Elon Musk Warns About Brewing Housing Crisis

Since the collapse of Silicon Valley Bank on Mar. 10, a crisis of confidence in banks has rocked investors.

The question at the heart of this crisis is whether the Californian bank's troubles are the result of a brewing financial crisis, whose effects are still little felt or will be felt a little later.

This concern is not due to unfounded panic as investors often exhibit. It is a fear rooted in the fact that Silicon Valley Bank (SIVB) was the go-to institution for startups and many small businesses.

A priori, the bank did not take excessive risks until its bet on interest rates via an acquisition of treasury bonds and municipal bonds turned sour, when the Federal Reserve began to increase its benchmark rate. SVB then found itself with huge unrealized losses.

Real Estate Headache

A large number of experts and investors are convinced that other regional banks have made the same bet and are undoubtedly sitting on unrealized losses. As a result, the hunt for the next victim, after the Signature Bank in New York (SBNY) and the First Republic Bank (FRC) collapses, is underway. Investors are also trying to determine other problems which weaken the banks and could cause more losses. As with the 2008 crisis, their eyes are on real estate.

Many regional banks, said Ryan Nash, managing director of the financials group research at Goldman Sachs, have "exposure to high-risk commercial real estate areas, such as offices.”

Because property values have declined as office vacancies have increased in many cities across the US, many banks are expected to encounter challenges with their commercial real estate portfolios.

"A lot of real estate isn’t so good any more,” Charlie Munger, vice chairman of Berkshire Hathaway (BRK.B), recently warned. "We have a lot of troubled office buildings, a lot of troubled shopping centers, a lot of troubled other properties. There’s a lot of agony out there.” 

It is not just commercial real estate that is a threat to the economy, says Elon Musk, CEO of Tesla (TSLA) and founder of SpaceX. According to the serial entrepreneur, residential real estate is also overheating. The bubble has not burst yet, because the job market remains strong for now, but he fears that this calm may not last. This is apparent from an exchange he had in a recent thread on Twitter.

'Tragically Accurate'

"The mortgage payment needed to buy the median priced home for sale in the US has moved up to $2,566, a new all-time high,” tweeted market expert Charlie Bilello, with a graph of data from Redfin to back his claim.
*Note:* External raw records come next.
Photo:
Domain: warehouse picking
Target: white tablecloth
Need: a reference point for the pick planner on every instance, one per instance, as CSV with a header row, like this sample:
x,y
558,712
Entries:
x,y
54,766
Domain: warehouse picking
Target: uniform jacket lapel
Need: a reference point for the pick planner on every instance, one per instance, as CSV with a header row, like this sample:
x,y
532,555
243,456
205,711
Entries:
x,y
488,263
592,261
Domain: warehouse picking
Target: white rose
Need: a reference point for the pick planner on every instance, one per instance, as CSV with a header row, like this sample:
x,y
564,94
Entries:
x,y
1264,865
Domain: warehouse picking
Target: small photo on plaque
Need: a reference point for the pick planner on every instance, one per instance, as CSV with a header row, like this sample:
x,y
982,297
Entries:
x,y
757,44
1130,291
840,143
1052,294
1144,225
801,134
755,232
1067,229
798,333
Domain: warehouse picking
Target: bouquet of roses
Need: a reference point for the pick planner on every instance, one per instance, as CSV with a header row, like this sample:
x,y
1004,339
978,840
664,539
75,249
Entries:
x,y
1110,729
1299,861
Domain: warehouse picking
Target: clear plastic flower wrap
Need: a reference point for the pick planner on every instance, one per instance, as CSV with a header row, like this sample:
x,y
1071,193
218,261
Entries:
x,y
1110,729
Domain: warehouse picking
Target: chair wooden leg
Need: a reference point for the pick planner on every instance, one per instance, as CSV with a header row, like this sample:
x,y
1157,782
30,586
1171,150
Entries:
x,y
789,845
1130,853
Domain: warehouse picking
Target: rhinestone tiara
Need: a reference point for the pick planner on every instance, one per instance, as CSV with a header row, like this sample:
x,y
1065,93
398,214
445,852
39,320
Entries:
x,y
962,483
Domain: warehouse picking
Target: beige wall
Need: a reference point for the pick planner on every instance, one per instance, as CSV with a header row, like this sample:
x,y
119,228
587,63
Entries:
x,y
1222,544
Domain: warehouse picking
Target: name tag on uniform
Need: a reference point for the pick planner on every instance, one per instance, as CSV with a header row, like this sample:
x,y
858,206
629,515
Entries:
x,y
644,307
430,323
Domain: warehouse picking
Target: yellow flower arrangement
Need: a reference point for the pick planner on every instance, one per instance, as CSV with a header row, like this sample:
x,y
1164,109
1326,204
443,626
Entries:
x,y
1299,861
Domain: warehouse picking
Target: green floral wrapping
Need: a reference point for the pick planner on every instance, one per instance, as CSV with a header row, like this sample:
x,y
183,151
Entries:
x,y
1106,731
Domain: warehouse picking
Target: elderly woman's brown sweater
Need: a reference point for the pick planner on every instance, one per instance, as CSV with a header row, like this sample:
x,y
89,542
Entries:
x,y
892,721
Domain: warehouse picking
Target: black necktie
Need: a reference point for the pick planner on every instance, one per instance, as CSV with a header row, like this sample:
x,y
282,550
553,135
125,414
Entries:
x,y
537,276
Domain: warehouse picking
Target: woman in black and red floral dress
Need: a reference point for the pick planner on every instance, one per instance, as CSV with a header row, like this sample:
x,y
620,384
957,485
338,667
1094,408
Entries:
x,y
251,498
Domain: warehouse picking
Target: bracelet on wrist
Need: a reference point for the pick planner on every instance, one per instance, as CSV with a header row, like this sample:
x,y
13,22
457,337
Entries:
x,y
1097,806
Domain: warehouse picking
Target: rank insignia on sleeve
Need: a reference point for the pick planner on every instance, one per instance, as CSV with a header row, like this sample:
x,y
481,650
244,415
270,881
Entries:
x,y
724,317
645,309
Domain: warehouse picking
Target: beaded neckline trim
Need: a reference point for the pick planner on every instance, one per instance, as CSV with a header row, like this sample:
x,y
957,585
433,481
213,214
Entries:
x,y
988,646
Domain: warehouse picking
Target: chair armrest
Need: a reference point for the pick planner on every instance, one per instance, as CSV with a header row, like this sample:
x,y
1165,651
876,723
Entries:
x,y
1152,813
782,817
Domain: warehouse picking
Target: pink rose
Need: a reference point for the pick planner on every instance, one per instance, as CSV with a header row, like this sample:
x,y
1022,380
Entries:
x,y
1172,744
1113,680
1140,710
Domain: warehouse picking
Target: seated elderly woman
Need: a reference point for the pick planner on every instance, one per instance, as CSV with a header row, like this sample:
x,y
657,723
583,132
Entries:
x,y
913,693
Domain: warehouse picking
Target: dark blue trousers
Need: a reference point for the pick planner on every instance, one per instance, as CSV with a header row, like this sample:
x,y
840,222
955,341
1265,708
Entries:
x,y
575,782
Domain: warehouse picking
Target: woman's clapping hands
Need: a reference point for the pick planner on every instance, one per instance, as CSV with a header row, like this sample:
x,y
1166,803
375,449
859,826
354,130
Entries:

"WHY ISN’T IT CRASHING,” asked Billy Markus, the co-founder of the Dogecoin cryptocurrency, of which Musk is the biggest influencer.

"Existing people in houses can't afford to sell— existing being renting can't afford to buy,” Chen Fang, Chief Operating Officer of BitGo, a digital asset trust company and security company, replied. "We are stuck in this limbo until the job market crashes and existing people with houses are forced to default on their mortgages sending the real estate market into the next death spiral 🌀”

This is where Musk stepped in to validate this analysis, going so far as to add a complete doom prophecy.

"Tragically accurate,” the billionaire, who has become the face of today’s American capitalism, concluded.

Basically, we have to be prepared for a deterioration in residential real estate as well.

One of the negative effects of the banking crisis of confidence is that it has pushed banks to turn off the credit tap. It is more and more difficult to obtain a mortgage, because the banks, which want to preserve their liquidity, have added more strict criteria to grant the credit. 

Between this and the interest rates that have been rising due to the Fed's monetary policy for over a year, credit has become expensive. Households thus find themselves with monthly payments that have increased sharply.